Lalu bagaimana dengan upaya hukum peninjauan kembali?
Peraturan Mahkamah Agung (Perma) No. 4 Tahun 2016 dalam Pasal 1 dan Pasal 3 ayat (1) menyebutkan bahwa putusan praperadilan dilarang/tidak dapat diajukan peninjauan kembali. Artinya bahwa, apabila sebuah putusan praperadilan diajukan peninjauan kembali, maka permohonannya dinyatakan tidak dapat diterima dengan penetapan Ketua Pengadilan Negeri dan penetapan tersebut tidak dapat diajukan upaya hukum.
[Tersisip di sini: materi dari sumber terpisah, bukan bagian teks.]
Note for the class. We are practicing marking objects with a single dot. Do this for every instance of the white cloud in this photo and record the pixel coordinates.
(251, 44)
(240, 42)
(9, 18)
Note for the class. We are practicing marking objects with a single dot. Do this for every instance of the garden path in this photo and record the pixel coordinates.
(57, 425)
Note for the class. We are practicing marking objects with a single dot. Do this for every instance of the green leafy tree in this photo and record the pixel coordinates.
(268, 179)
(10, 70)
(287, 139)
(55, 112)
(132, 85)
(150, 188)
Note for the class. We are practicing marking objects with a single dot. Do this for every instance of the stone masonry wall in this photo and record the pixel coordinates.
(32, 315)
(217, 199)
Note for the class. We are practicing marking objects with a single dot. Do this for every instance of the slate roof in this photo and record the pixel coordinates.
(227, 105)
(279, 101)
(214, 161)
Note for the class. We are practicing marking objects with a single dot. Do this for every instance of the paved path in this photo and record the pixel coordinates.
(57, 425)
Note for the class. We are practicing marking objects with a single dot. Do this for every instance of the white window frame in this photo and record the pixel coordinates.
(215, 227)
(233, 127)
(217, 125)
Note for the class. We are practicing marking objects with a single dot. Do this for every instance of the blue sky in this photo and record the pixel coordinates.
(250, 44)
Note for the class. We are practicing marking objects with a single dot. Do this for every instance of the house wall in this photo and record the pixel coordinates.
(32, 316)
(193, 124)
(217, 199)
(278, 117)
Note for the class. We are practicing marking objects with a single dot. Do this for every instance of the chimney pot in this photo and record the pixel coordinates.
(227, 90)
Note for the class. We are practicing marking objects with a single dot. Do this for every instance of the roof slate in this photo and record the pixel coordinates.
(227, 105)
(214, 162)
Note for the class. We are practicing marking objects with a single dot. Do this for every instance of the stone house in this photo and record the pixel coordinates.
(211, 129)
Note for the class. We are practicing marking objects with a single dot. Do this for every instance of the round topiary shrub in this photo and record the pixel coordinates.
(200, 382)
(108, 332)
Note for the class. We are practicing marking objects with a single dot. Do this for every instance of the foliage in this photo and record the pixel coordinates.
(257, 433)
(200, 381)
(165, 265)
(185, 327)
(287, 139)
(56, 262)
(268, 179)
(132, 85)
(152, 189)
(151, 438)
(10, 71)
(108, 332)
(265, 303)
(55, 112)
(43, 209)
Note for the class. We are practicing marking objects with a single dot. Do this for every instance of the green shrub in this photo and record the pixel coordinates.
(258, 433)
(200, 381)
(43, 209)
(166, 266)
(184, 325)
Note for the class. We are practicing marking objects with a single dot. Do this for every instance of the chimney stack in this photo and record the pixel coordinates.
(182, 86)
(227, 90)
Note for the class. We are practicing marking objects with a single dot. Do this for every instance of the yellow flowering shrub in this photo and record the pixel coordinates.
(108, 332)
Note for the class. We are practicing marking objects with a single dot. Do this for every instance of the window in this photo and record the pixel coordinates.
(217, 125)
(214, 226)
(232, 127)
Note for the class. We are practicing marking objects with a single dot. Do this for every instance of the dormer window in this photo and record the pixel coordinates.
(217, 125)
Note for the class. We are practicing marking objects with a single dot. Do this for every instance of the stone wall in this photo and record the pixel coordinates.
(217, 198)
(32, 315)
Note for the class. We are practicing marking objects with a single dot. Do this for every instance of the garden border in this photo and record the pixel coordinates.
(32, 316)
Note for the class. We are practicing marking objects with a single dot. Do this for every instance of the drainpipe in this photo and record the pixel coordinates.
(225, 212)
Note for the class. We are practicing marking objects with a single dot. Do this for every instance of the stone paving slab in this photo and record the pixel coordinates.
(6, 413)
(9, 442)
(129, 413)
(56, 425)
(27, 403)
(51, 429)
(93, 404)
Lebih lanjut, melihat beberapa regulasi yang ada putusan praperadilan jelas tidak dapat dilakukan upaya hukum, baik itu upaya hukum banding, kasasi, maupun upaya hukum peninjauan kembali.
Akan tetapi merujuk pada Pasal 32 Undang-Undang Republik Indonesia Nomor 14 Tahun 1985 Tentang Mahkamah Agung, MA masih memiliki kewenangan dalam hal : (1) Mahkamah Agung melakukan pengawasan tertinggi terhadap penyelenggaraan peradilan di semua lingkungan peradilan dalam menjalankan kekuasaan kehakiman, (2) Mahkamah Agung mengawasi tingkah laku dan perbuatan para Hakim di semua lingkungan peradilan dalam menjalankan tugasnya, (3) Mahkamah Agung berwenang untuk meminta keterangan tentang hal-hal yang bersangkutan dengan teknis peradilan dari semua Lingkungan Peradilan, (4) Mahkamah Agung berwenang memberi petunjuk, tegoran, atau peringatan yang dipandang perlu kepada Pengadilan di semua Lingkungan Peradilan, (5) Pengawasan dan kewenangan sebagaimana dimaksudkan dalam ayat (1) sampai dengan ayat (4) tidak boleh mengurangi kebebasan Hakim dalam memeriksa dan memutus perkara.